In McKinney, Texas, young black teenagers went to a pool party in a community swimming pool in June. White neighbours did not take kindly to their presence in this public pool. One woman, Tracey Carver-Allbritton, and her friend began to yell at the teenagers—“go back to where you came from” and “back to section 8 housing” (section 8 housing is public housing, typically used by the poor). A man named Sean Toon, who had been previously jailed for animal abuse and violence, called the police to have them remove the black teenagers from the pool. At this point, it could have been possible for the police to see that this was not an issue of trespassing (the teenagers had been invited to a party) but one of racism, of those who objected to black bodies in the public pool. But that was not what happened. The police officers yelled at the black teenagers, mainly at the black girls, and asked them to leave. When they talked back, the officers—particularly David Eric Casebolt—went ballistic. Casebolt grabbed a 15-year-old girl, threw her to the ground and put his body weight on her back. Then, when some teenaged boys came to her rescue, he drew his gun and pointed it threateningly at them. It was a hostile and dangerous situation. The police came to uphold the prejudices of some people against the rights of the others.
Protests broke out across the country, just as they have for some of the other outrages, forcing the resignation of Casebolt. As the sociologists put it, “protests often serve as one of few avenues for expressing anger and frustration with the prevailing social order”. On the surface, these protests appear to be a continuation of the Civil Rights Movement—linking the current dissatisfaction to the history of the fight for rights. While that is true, it is not fully accurate. The “institutional policies” that define the current conditions are not rooted in older forms of discrimination but in more recent actions.

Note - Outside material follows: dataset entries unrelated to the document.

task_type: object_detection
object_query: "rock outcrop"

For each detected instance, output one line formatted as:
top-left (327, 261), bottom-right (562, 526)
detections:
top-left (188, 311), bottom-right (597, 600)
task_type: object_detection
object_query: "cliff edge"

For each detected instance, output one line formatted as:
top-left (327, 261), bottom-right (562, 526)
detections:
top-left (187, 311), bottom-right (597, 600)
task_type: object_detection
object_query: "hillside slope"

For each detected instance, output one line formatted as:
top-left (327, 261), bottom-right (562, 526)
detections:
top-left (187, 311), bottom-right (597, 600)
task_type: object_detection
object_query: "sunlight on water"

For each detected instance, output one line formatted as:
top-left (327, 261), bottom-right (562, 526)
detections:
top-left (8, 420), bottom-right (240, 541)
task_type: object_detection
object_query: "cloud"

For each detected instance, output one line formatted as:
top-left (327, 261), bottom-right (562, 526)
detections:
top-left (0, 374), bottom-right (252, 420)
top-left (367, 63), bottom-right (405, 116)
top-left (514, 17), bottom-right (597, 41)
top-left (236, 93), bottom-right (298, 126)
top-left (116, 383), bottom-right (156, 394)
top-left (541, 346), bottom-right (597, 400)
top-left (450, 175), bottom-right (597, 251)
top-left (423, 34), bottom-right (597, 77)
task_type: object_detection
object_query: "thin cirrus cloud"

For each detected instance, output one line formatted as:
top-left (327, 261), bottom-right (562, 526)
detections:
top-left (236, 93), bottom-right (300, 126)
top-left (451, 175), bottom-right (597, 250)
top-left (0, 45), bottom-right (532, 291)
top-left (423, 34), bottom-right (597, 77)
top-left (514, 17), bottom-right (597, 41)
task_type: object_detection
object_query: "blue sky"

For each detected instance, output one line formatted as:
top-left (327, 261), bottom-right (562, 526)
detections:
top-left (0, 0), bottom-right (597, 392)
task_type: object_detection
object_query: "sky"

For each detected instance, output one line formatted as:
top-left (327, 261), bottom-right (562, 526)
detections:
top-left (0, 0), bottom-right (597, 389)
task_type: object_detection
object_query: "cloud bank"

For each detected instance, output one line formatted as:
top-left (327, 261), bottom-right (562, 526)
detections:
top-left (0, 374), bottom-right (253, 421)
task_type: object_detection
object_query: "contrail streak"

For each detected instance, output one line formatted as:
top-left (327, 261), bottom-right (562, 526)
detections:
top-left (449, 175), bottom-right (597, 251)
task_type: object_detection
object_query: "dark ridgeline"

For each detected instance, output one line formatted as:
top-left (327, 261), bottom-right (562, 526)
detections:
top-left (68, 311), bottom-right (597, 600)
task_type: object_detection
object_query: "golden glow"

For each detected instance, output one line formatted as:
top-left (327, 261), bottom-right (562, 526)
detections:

During the 1990s, the attack on welfare and poverty came alongside the growth of policing and prisons. The gun—rather than education and dignity—was the response to starvation. Protests against police violence in that decade led to the creation of civilian police oversight boards. These boards, which are largely defunct, occasionally reappear to good effect. In Los Angeles, the civilian oversight board found that police officers had acted inappropriately when they killed Ezell Ford, a mentally ill black man.
These protests do not exhaust the rage in the U.S. The real rage is not black rage, says Emory University Professor Carol Anderson, but “white rage”. Black rage might “capture attention” and it does often lead to investigations and reconsideration of policy. But it is not as powerful as the more sedate white rage. What is this rage? It “smoulders in meetings where officials redraw precincts to dilute African American voting strength or seek to slash the government payrolls that have long served as sources of black employment”, Anderson says. In other words, it sets the “institutional policies” that end up with a police officer pointing a gun at a black teenager. This rage “carries an aura of respectability”, Anderson says. It runs the courts and the legislatures and sets the policies that allow Tracey Carver-Allbritton to curse at teenagers and Casebolt to take his gun out and wave it at them.